Bringing the Cross into our Lives

It is not necessary to seek martyrdom in order to take up our Cross and follow Him (Matthew 16:24; Mark 8:34; Luke 14:27). We can do so through many small mortifications in daily life: hence the great value of fasting and giving up things like sweets and junk food, or for a certain period giving up those foods and drinks which we enjoy the most but can easily replace (e.g. if you like coffee, for mortification have tea.) We have to begin with the body, because the body has so much power over our minds and emotions. It also means to accept suffering without self-pity.
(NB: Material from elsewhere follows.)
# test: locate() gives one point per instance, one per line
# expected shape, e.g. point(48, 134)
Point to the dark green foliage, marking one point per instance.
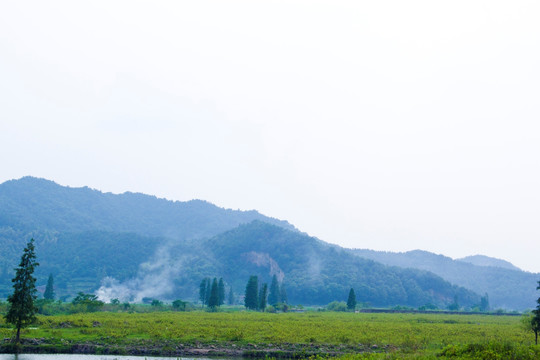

To accept whatever grief comes our way in the hope of transformation by the grace of God.

The Way of the Cross takes on a new dimension when we work against our self-will, our desire to dominate, to our own way, our pride and vanity. We all suffer from impatience, and yet it is necessary, if we are to make any progress in the spiritual path, to learn patience. I will refer to a vision which was vouchsafed to an English mystic, John Bennett on 27 March 1959. “I became aware of Jesus on the Cross and was raised up and entered into His body, and looked through His eyes on the maddened and uncomprehending crowd below. I became aware of the dreadful stench and of swarms of flies over the Body. Everything in me was outraged and disgusted. There was no mercy anywhere; nothing clean. And I knew that Jesus was aware of it all and infinitely more: of all human uncomprehendingness stretching away and away in time and place. I was aware also of the immensity of the love that could see all and forgive all. … Then I fell into a kind of unconsciousness in which everything became remote, and out of the darkness a brilliant light emerged, growing brighter and more and more glorious. In this radiance I was aware of the Other Nature of Christ; the glorious Divine Nature, untouched by anything that exists. Gradually the radiance rose higher and higher above me, and I was left behind. I became myself again, wondering what might be the meaning of what I had lived through. I understood that I must learn to live with the reality of the Christian beliefs, and to accept that there is here a mystery that the mind of man never can and never will penetrate.” Witness, 277.